Vanderghast, Access MVP
 
D

David W. Fenton

So the VARIABLE-object is still a recordset, even if the recordset
is "close" which speaks of its DATA-part which is not "open",
since a recordset is more than just its data, even if it
usefulness is mostly due to how it can reach it.

I disagree. A variable of type recordset that contains no pointer to
a recordset is not a recordset. It's a recordset variable.

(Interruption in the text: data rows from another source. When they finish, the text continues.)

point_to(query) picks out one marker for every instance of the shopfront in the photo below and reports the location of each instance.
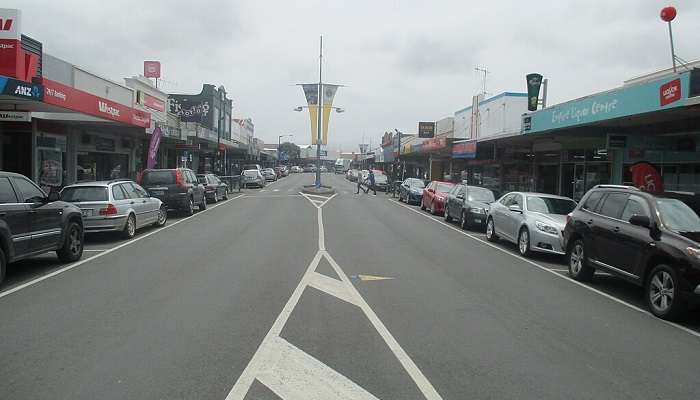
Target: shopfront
(598, 139)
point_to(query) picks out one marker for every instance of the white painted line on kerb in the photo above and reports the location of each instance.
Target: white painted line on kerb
(553, 272)
(108, 251)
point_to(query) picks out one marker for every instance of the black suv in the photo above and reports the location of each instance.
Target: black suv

Even when you've created a recordset and stored the pointer to it in
a recordset variable, the variable itself is *still* not a
recordset. I is always a recordset variable. Sometimes it points to
a recordset (open or closed, in fact). Sometimes it doesn't. But the
variable is never the recordset itself.
 
M

Michel Walsh

The variable will always be a pointer to a recordset, its "data connection"
being close, or open. Closing the recordset only 'close' the access to the
data, it does not necessary destroy other data, (overhead maintenance) :
close is not the same as setting the object to nothing after all. And even a
variable-object set to nothing is more than a simple 'null' (nothing).


Vanderghast, Access MVP
 
D

david

You can postulate a particular object type where:
close is not the same as setting the object to nothing after all.

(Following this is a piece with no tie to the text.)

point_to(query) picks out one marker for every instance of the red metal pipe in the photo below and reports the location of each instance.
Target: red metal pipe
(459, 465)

But actually, for a DAO Recordset object, there is not much
difference. It is not just a case of it's "data connection being
closed, or open".

In fact, and this is just for the particular case of the DAO recordset
object, when you close a DAO recordset object, as far as it is able
it destroys itself.

(david)



Michel Walsh said:
The variable will always be a pointer to a recordset, its "data
connection" being close, or open. Closing the recordset only 'close' the
access to the data, it does not necessary destroy other data, (overhead
maintenance) : close is not the same as setting the object to nothing
after all. And even a variable-object set to nothing is more than a simple
'null' (nothing).


Vanderghast, Access MVP
 
D

David W. Fenton

The variable will always be a pointer to a recordset,

No, it won't.

In this code:

Dim rs As DAO.Recordset

If I then refer to the contents of rs, there's no pointer there,
because it hasn't been initialized.

If I open a recordset and assign its pointer to the recordset
variable, and then write:

rs.Close
Set rs = Nothing

there won't be any pointer stored in that recordset variable.
its "data connection"
being close, or open. Closing the recordset only 'close' the
access to the data, it does not necessary destroy other data,
(overhead maintenance) : close is not the same as setting the
object to nothing after all.

And I never said anything else. Indeed, I've been arguing for years
that closing a recordset and setting its recordset variable to
Nothing are two separate operations that are independent.
And even a
variable-object set to nothing is more than a simple 'null'
(nothing).

I didn't say it was Null -- someone else did. But the pointer is
cleared when you set it to Nothing. And it will be Nothing, which is
the term describing an object variable with no pointer stored in it.